Everybody that I know that has been in trouble with the police for a drug offense often gets put on probation and has a set guidelines that they have to follow through with or a more harsh punishment will be set forth. My point is, people do not like to be told what to do so in essence the laws imposed on drug offenders make them even more upset with the way the government rules are set forth and so they rebel, causing even more problems with law enforcement. Not to imply, let the neighborhood drug dealer supply your loved ones with meth or heroin. Instead let the government regulate the drug trade and have more programs focused on the education and not punishment.

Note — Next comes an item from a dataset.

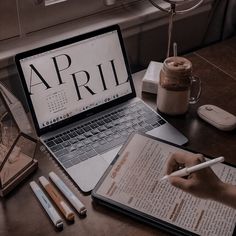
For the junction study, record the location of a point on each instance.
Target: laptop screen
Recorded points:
(75, 76)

Right now drugs are looked at like a forbidden fruit not meant to be tried unless you are ready to face the consequences, but why are they looked at in this way? Some drugs are illeagal largely for historical or political reasons and there is little or no evidence of their abuse or of any use at all. Peyote for example, has no history of significant abuse, and igobaine is virtually unknown in the United States. The government should regulate sales on some of these drugs and place a tax on them to eliminate the organized crime element of illegal drug sales. The United States is afraid that regulating drugs will cause a sharp rise in drug use and abuse, however their are no statistics stating that this is true.
United Nations agencies estimate the annual revenue generated by the illegal drug industry to be at over four-hundred billion dollars, or roughly eight percent of the total international trade. This industry has empowered organized criminals, corrupted governments at all levels, eroded internal security, stimulated violence, and distorted both economic markets and moral values. These are the consequences not of drug use per se, but decades of failed and futile drug war policies. The harsh restriction of drugs have failed to control their use in the United States. Let us begin with education over restriction.
Gahlinger, Paul. Illegal Drugs: A Complete Guide to Their History, Chemistry, Use and Abuse. New York: Plume, 2004.